その結果、理想的な面だけが残ります。聖者キャラなら完璧なくらい理想的にするでしょう。悩みながらも善性に向かうキャラならそれなりに間違い、過ちも混ぜておく(そして悩んだり、反省したり)。

それを描く創作者が善人でないとできない、なんてことはありません。現実を見ればよく分かる。詐欺師はたいてい、うさん臭くない。それどころか、立派で信用に足る人物に見えた、と被害者はよく言います。欲望まみれの悪徳尽くの内面を隠して、善人を演じるのが詐欺師であるわけです。

それが実害にならない事例は役者さんですね。善人に見える、あるいは悪人に見える演技はするけど、本人の性格や信念に基づくわけじゃない。役者本人の内面を表現しているわけじゃない。演技面の技術的なことに過ぎません。

フィクションの作者も同様です。作者とは全く関係ない、実在すらしていないキャラを想像で動かす技術の巧拙があるに過ぎません。正義のヒーローを描くとして、作者本人の正義が本物かどうかは関係ない。
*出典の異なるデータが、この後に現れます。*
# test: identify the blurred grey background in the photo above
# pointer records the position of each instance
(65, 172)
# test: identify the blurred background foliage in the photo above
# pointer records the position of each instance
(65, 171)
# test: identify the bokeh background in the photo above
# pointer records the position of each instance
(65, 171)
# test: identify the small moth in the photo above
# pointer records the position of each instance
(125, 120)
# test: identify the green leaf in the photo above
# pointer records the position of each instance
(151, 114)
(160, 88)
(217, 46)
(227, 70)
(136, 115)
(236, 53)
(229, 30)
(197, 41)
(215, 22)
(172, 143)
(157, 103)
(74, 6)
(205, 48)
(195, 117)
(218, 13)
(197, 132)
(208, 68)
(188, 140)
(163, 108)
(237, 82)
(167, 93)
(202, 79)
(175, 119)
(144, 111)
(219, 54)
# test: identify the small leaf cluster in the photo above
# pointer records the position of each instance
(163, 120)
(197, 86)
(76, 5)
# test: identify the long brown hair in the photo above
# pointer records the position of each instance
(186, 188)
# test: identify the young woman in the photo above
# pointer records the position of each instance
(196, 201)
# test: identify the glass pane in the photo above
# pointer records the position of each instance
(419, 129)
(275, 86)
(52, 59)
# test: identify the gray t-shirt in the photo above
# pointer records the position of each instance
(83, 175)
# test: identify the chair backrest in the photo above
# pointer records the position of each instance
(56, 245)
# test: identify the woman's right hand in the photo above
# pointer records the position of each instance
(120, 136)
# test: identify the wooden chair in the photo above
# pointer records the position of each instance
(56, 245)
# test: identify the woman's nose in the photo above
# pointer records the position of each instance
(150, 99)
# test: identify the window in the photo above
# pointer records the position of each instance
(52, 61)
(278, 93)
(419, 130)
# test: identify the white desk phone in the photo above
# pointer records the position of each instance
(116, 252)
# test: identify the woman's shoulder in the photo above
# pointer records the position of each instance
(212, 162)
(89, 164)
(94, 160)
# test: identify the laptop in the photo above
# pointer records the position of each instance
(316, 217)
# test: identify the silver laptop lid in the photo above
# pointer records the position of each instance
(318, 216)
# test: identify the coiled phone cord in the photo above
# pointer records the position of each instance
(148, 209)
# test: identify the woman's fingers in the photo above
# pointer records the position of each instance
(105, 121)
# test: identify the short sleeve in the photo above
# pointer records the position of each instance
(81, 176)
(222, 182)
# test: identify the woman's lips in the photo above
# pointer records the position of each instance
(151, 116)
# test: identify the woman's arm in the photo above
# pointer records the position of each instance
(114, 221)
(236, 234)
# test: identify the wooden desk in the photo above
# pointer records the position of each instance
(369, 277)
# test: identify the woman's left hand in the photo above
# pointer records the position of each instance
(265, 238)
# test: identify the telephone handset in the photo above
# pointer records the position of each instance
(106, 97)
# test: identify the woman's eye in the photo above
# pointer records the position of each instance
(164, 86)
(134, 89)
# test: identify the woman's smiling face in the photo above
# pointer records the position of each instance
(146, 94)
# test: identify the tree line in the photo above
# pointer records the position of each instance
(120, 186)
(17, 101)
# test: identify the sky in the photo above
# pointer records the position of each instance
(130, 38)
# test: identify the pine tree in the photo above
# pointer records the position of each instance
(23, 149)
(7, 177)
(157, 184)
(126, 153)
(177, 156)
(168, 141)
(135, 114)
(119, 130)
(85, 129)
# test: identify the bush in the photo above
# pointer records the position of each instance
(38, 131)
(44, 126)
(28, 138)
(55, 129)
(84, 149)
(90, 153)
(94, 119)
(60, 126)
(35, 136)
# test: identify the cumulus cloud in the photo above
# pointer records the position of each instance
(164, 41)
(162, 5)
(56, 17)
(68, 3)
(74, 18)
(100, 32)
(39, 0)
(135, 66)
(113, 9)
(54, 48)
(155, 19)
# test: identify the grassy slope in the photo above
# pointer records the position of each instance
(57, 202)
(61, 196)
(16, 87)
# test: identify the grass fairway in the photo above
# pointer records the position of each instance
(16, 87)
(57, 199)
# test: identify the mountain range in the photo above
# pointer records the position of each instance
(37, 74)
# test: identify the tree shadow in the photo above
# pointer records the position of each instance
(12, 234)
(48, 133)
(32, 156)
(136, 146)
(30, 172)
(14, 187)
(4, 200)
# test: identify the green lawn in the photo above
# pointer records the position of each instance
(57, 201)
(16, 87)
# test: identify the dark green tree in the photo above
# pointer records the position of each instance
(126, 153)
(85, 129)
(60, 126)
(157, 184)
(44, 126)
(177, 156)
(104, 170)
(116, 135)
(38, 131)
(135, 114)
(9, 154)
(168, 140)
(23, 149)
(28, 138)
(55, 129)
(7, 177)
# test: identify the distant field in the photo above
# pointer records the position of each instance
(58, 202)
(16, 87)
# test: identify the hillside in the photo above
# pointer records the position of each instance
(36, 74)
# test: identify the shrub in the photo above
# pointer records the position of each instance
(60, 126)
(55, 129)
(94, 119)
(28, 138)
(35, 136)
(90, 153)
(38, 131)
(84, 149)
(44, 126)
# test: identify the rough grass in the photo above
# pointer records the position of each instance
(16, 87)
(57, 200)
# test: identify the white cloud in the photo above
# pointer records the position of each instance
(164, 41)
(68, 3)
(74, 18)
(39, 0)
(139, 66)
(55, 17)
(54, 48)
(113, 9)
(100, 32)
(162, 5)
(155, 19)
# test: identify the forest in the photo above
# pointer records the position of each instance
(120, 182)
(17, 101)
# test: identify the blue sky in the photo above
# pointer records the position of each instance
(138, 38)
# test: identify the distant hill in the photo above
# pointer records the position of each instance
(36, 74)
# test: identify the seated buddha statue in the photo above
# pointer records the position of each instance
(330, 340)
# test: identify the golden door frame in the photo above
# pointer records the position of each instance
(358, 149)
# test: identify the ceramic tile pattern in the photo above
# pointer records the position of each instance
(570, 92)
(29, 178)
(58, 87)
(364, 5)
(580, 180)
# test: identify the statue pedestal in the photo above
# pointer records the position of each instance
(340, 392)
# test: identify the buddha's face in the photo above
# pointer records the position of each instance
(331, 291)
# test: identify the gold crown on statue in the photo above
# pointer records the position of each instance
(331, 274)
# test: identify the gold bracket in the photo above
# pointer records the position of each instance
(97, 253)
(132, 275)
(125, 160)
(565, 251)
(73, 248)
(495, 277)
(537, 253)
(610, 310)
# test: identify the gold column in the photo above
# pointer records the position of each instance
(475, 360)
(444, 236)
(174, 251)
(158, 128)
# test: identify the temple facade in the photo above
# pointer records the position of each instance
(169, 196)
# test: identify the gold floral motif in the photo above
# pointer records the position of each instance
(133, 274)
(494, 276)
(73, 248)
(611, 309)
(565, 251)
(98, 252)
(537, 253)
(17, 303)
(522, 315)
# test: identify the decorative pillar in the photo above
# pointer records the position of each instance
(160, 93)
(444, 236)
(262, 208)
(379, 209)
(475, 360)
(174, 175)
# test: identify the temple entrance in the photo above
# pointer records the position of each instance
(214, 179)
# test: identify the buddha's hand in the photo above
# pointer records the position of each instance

正義っぽいものを、それらしく描く技術があるか否かしか問題にはなりません。

3.人の心の機微は分からない

他人を過大評価すると、作者と描かれたキャラを区別できなくなる傾向が出そうです。その前段階として、スレ主さんは「自分以外の大多数(の創作志望者)は他人の心の機微が分かる、読める」と思ってないでしょうか。

そんなことが分かる人はいません。よく「私はエスパーじゃない」と言ったりするのが、それです。例えば、「なんで私が怒ってるか、分かる?」という傲慢な台詞があります。実はそういった本人からして、分かるはずと思ってない。少なくとも確信してない。無理難題と薄々感じるからこそ、相手を苦しめるために言いたくなるわけです。

それでも、他人の気持ち、思考を推測しているということは、よくあることです(推測だからよく外れもしますが)。それって何やってるかと言えば、シミュレーションです。「こういうシチュでは、相手はどう思うか」を、「こういうシチュでは、自分はどう思うか」で推測する。相手との付き合いが長いほど、データの蓄積が多くなり、精度は上がるかもしれません。しかし、依然として「自分はどう思うか」でしかない。

その傍証として、プレゼントを選ぶ傾向の調査事例があります。プレゼントはもちろん、贈る相手を喜ばせるためのものですし、贈る側も相手が喜ぶのは何かを考えています。しかし、しばしば贈ったもの自体については、喜ばれない(贈ってくれた気持ちは喜ぶけれど)。

なぜそうなっているかの調査事例では、「実際には相手の好みではなく、自分の好みで贈答品を選んでいる」ということが明らかにされました。例えば「この柄のハンカチーフを相手は好きなはずだ」と思っても、実際には自分が好きな柄であったりするわけです。

人の心の機微ともなると、もっと難しいわけです。ブッダみたいな、悟り開いて、人間の苦しみの根本まで分かっちゃったような人ならともかく、たいていの人には人の心の機微なんてわかりません。他人なら人の心の機微が分かるんだろう、と思うなら、ありもしないものをやっかんでいます。

4.それでも人の心は分かる

それでも人の心が分かる可能性がない、とは申しません。間違うことはあっても、分かると言えば分かる。なぜなら、他人の心をシミュレートで推測するのが可能なのは、自分に心があるから。

もし、仮にですが、心を持ってない人がいるとしたら、その人は「他人の心が分からない」と言って、間違いとはされないでしょう。しかし、心があるなら、分からないという言い訳は通りません。心の有無の検証は簡単です。何かを面白いと思うなら、心は確実にあります。何かを許せないと思うなら、やはり心はあります。面白いとか許せないと思う他人を推測することも可能となってきます。

くどいようですが、他人の心、気持ち、思考等々を直接読み取ってはいない点が大事です。シミュレーション技術であるわけです。